Ben sagte zu ihm: „Lass ihn lieber, Max, wir müssen erstmal die Scherben beseitigen.“
Max stand unter Schock. Auch ihr Lehrer kniete nun neben Jerome und untersuchte ihn linkisch.
Ben fragte höflich: „Herr Bündner, ich gehöre zum Schulsanitätsdienst, soll ich das vielleicht machen?“
Frank Bündner stand auf und sah erleichtert aus: „Ja, mach das, Ben.“
Dann wandte er sich an die anderen. „Felix, hast du ein Handy? Ruf sofort die 112 an, sie sollen zur Schule kommen! Mike, renn runter ins Sekretariat und sag dort Bescheid!“
Mit fachkundigen Händen fühlte Ben nach dem Puls, überprüfte die Atmung und fegte vorsichtig ein paar Glassplitter beiseite.
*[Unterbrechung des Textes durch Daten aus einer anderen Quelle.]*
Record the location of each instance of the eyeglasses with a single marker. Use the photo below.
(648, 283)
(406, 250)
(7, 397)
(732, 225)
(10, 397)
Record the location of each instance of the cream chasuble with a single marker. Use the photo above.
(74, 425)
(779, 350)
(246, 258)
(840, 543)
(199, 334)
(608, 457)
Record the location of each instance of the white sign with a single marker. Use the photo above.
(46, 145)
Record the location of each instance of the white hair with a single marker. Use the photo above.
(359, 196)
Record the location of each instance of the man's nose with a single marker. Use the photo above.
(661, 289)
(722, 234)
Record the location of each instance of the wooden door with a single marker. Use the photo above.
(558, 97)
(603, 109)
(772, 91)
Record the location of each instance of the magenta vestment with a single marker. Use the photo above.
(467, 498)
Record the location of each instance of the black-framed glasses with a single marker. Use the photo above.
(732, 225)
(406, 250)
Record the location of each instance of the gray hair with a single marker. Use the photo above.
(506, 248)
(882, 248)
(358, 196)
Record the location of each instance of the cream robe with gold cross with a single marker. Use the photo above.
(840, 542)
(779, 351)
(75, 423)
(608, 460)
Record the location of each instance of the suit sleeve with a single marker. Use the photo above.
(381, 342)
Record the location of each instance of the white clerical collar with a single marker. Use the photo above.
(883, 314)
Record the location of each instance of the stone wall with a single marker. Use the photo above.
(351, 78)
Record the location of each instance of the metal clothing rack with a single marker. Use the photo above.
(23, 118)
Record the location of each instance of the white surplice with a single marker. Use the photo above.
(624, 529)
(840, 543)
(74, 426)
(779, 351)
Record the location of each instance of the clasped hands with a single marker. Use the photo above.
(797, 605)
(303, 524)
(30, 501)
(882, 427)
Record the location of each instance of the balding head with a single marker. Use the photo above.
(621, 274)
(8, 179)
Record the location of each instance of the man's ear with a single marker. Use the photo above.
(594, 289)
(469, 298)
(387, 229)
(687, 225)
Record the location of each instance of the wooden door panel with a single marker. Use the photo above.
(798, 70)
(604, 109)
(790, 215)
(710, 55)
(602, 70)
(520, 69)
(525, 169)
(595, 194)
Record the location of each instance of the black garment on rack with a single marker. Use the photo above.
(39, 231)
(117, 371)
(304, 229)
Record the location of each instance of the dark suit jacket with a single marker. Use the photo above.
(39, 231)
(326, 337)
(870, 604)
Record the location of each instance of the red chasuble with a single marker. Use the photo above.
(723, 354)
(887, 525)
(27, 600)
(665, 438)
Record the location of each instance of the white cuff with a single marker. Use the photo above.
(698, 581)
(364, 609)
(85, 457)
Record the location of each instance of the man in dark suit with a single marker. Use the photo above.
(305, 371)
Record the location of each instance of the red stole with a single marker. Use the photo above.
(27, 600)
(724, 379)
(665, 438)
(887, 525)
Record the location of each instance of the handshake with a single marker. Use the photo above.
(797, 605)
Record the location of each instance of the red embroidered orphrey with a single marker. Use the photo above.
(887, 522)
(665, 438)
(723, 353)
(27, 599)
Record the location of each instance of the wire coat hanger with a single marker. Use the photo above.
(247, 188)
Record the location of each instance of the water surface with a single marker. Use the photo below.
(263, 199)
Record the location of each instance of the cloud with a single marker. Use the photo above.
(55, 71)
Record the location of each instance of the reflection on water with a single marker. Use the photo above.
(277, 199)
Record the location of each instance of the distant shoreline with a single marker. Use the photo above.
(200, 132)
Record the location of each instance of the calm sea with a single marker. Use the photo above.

Er rief den anderen zu: „Wir müssen ihn anders lagern, räumt mal das ganze Zeug auf dem Boden zur Seite.“
Schnell packten ein paar Mitschüler mit an. Sie zogen Stühle und Tische beiseite, bis eine große Lücke entstand. Marie hatte geistesgegenwärtig den Besen aus der Ecke geholt und fegte die Scherben beiseite. Fachmännisch legte Ben Jerome in die stabile Seitenlage und schob ihm dann noch eine Jacke unter den Kopf. Jerome war leichenblass und schweißgebadet und gab immer noch keinen Mucks von sich. Max kniete hinter ihm und redete leise auf ihn ein, eine Hand auf seiner Schulter. Er sah sehr unglücklich und besorgt aus.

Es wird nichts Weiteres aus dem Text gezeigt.